A new diagnostic method for type 1 diabetes could help to detect thousands of cases before the onset of short-term complications.
The new diagnostic method, which is recommended by the JDRF, the American Diabetes Association and the Endocrine Society, could lead to earlier diagnosis and better overall health outcomes for people with type 1 diabetes. The research behind the recommendations comes from TrialNet, an international network of research centres.
Diagnosing type 1 diabetes: a three-stage process?
According to the research, the onset of type 1 diabetes is essentially made up of three stages:
Stage one occurs when the individual has two or more diabetes-related autoantibodies. This indicates that the immune system is attacking the beta cells in the pancreas, although at this point it won’t be accompanied by high blood sugar or other symptoms of type 1.
At stage two, the individual will have high blood glucose levels as a result of beta cell loss. Symptoms are not apparent yet. It is almost certain at this point that the individual will develop type 1 diabetes.

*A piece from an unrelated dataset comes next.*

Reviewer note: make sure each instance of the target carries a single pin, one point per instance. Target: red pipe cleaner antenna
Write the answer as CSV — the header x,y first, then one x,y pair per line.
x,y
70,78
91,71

By stage three, the individual will usually have been diagnosed with type 1 diabetes. Heavy beta cell loss has taken place, and symptoms such as thirst, tiredness, hunger and weight loss have become apparent.
“The earlier diagnosis is made, the sooner intervention can take place”
Using this method, researchers hope to be able to diagnose type 1 diabetes early. Currently, a diagnosis isn’t usually made until the onset of diabetic ketoacidosis (DKA), a short-term complication that occurs when blood glucose levels run dangerously high.
“Clinical research supports the usefulness of diagnosing type 1 diabetes early – before beta cell loss advances to stage three,” said Dr. Maria Redondo, director of the Texas Children’s/Baylor TrialNet Clinical Centre and associate professor of paediatrics at Baylor and in the diabetes and endocrinology section at Texas Children’s Hospital. “The earlier diagnosis is made in the disease process, the sooner intervention can take place, and the more beta cells are likely to remain. More beta cells may lead to better outcomes regarding blood sugar control and reduction of long-term complications.”
Who should be screened?
Screening is recommend for anyone who has a family member with type 1 diabetes, because genetics are such a significant risk factor:
Having a mother with type 1 diabetes increases risk of diabetes by two per cent
Father – eight per cent
Both parents – 30 per cent
Brother or sister – 10 per cent
Non-identical twin – 15 per cent
Identical twin – 40 per cent
The recommendation is published in Diabetes Care.